女性から一通り事情聴取を住ませた警官がこちらにやってきた。
「氏名・・・、年令・・・、住所・・・、」
「アメリカの国内住所はありません・・・えー、旅行者ですから。車はレンタカーです。」
「そこのモーテルにはいろうとしたのです。 ・・・北から来て・・・、一度その先でUターンして・・・、モーテルに入ろうとして車をセンターレーンに入れて・・・、対抗車の確認をしていたらぶつかったのです。」
だんだん英語が通じなくなって行くような気がする。
「ドウスレバイインデスカ。」
「アシタケイサツニキテクダサイ。」
「ケイサツハドコデスカ。」
「コノミチヲイッテ、ナントカドオリヲミギニハイッテ、サンボンメノミチ・・イヤ、フタツメノシンゴウヲヒダリニオレタトコロノミギガワデス。チョットチズヲカイテアゲマショウ。」
「ナントカクン、ユウソウデモイイッテオシエテアゲレバ。」
「イエ、アシタノアサ、ウカガイマス、ケイサツハナンジカラヤッテイマスカ?」
「ハチジカラデス。」
「アナタクルマウゴキマスカ、レッカーヲヨンデアゲマショウカ。」
「ハイ、オネガイシマス。」
「ケイサツニクルトキニ、コノカミヲカナラズモッテキテクダサイネ。」
パトカーの無線で呼ぶとたちどころに巨大なレッカー車が現われ、中からレッカー車みたいなおやじが出てきた。
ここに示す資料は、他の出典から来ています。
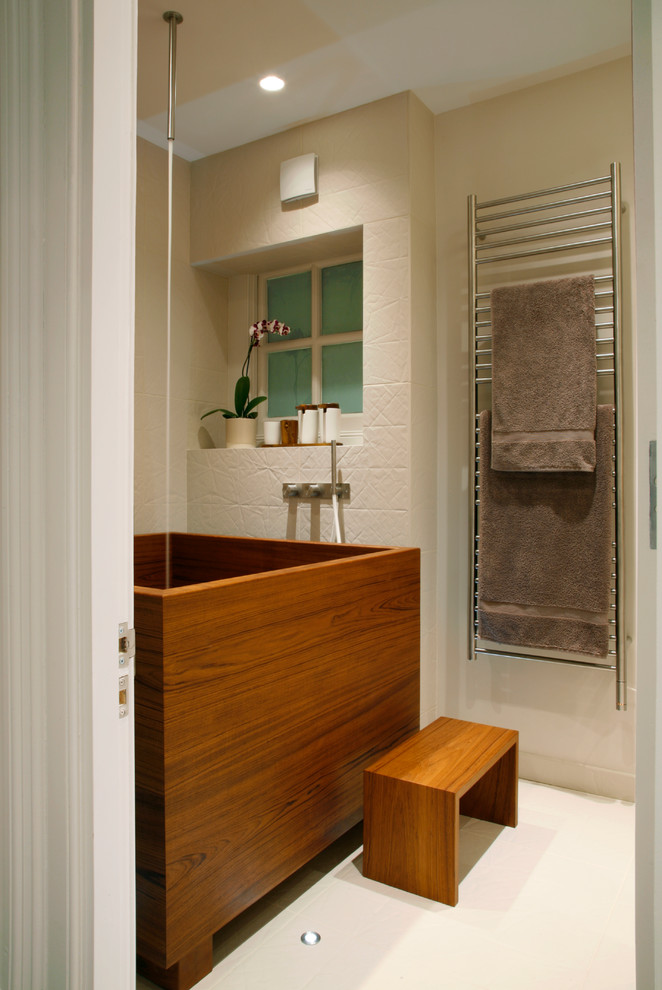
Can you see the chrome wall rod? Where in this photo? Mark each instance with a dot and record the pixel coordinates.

「荷物を下さなくっちゃな、え、クースベイ・インでいいのかい。」
巨大なレッカー車はずるずるとつぶれた車を引きずってモーテルに入って行く。パトカーも引き上げて行く。手元に黄色い紙だけが残った。河合君に車の方を頼んでフロントでチェックインをした。
「車はオレっちの店の裏に置いとくから、エイビスにノリンのテクサコって言っといてくれ。」
かばんからロングピースを二箱出して、おやじに上げるが余り嬉しそうな顔をしない。この際、このおやじだけが頼みの綱だ。
「河合君、5ドル札持ってない?」
と頼んで手渡した。
「どうすればいい?」
「切符もらったかい?」
「切符?さっきこの紙もらったよ」
「これなら大丈夫だ。これは切符じゃない。オレゴンじゃぶつけられたヤツより、ぶつけたヤツの方が悪いのさ。明日警察に行ってこの紙に書いてあることと同じことを言って来りゃ、それで終わりだ。」
やれ、やれ、少し安心した。エイビスの事故処理に電話をかける。
「事故を起こしたんだけど、日本語サービスに繋いでくれ。」
「ちょっとお待ちください。」
だいぶ待たされた挙げ句、
「只今日本語サービスには人が居りません、ユージーンにお繋ぎします。」
ちえっ。
「エイビスです。」
「事故。代車が欲しい。」
「只今人が居ないので、‥・今夜中に必要ですか。」
「朝でもいいけど、朝一番で頼む。」
「そちらは?」
「クースベイ。」
「ユージーンからまいりますので、9時半過ぎになりますが。」
「過ぎじゃだめっ、絶対に9時半だぞっ。」
くたびれた。河合君に聞いたらとっさのことで50ドル渡してしまったとのこと。ヲジサン遠のいかに舞い上がっていたかがよくわかる。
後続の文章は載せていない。